Israel Releases Hundreds of Migrants From Desert Facility
Israel released hundreds of African migrants from a desert detention centre today after a court order, but asylum seekers were left with few options after being barred from two cities.
It’s estimated that more than 50,000 asylum-seekers from war-torn Sudan and Eritrea are in Israel.
It is barred from sending them back to their home countries because they would likely face harm, but Israeli law also prevents the government from deporting them without their consent.
The court partially rejected a petition against the law, ruling that while jailing migrants at the Holot detention facility in the Negev is constitutional, holding them for up to 20 months is disproportionate.
The scope of the restriction and whether it will apply to all hours of the day or just overnight was unclear, Sabine Haddad, spokeswoman for the Population, Immigration, and Borders authority (PIBA), said in response to the reports, but confirmed that it applies only to Tel Aviv and Eilat. I don’t have money to rent an apartment. Israel says those detained are primarily economic migrants in search of work whose swelling numbers threaten the country’s Jewish character. “Where do I go now?” “I don’t know what to do”, Hussein said.
Tuesday’s release was bittersweet for Faysal Hussein, 28, from Sudan.
The government is reportedly not expected to help asylum seekers find work or housing and the Israel Prison Service, which runs Holot, is not transporting the released asylum seekers anywhere. De facto, numerous migrants already in Eilat and Tel Aviv are employed in menial jobs such as cleaners or dishwashers in restaurants.
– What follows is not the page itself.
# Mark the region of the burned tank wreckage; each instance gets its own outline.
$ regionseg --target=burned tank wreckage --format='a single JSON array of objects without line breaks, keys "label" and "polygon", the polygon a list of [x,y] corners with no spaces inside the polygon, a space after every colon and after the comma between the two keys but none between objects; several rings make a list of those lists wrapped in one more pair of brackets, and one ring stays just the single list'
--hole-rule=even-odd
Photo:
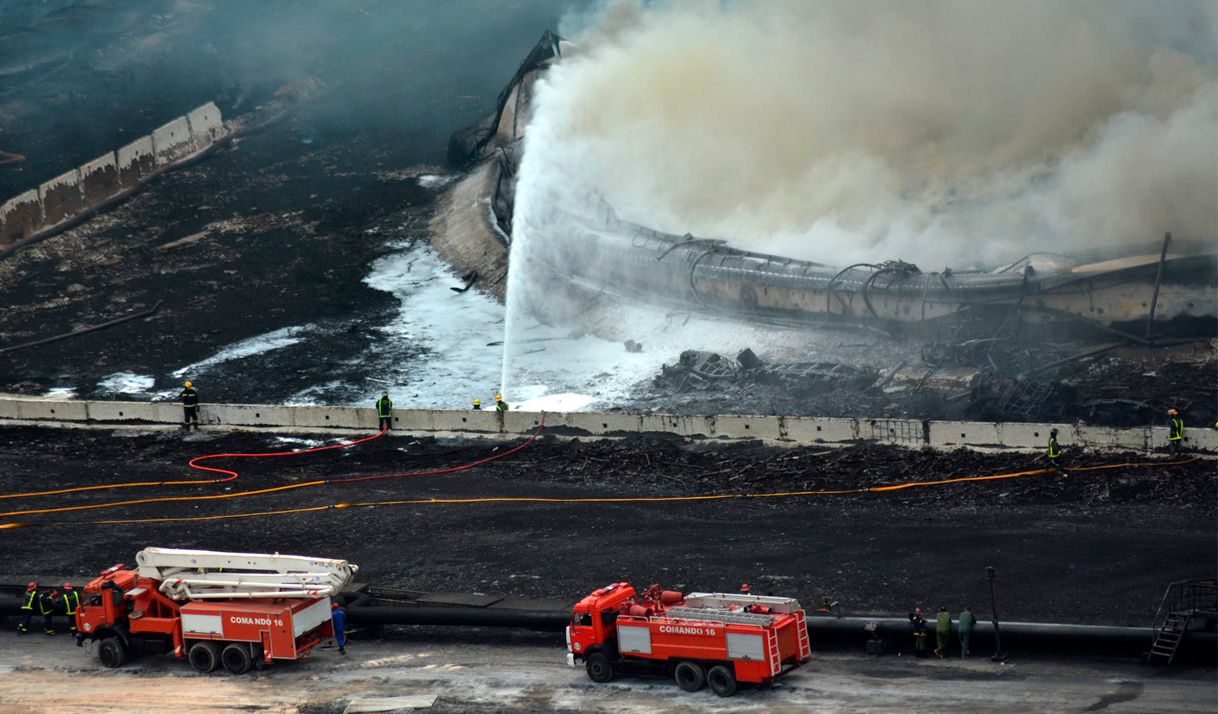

Many migrants leaving the detention facility Tuesday said they would go to other, smaller cities, where they hoped to find menial jobs. It ruled that illegal migrants held for more than a year should be released within two weeks.
Only four Eritreans have received refugee status in Israel, according to Elizabeth Tsurkov, a project director at the Hotline for Migrant Workers, an advocacy group.
“If the High Court lived among us, it would know about all the attacks here, all the crime, that people here have no sense of personal security,” Yigal Ben-David, a protester at the demonstration said.
The Infiltration Prevention Act, which was approved in December 2014, enables the detention of asylum-seekers who entered the country illegally. Migrants are allowed to leave Holot but must sign in several times a day and sleep there, making it impossible to stray far or hold jobs.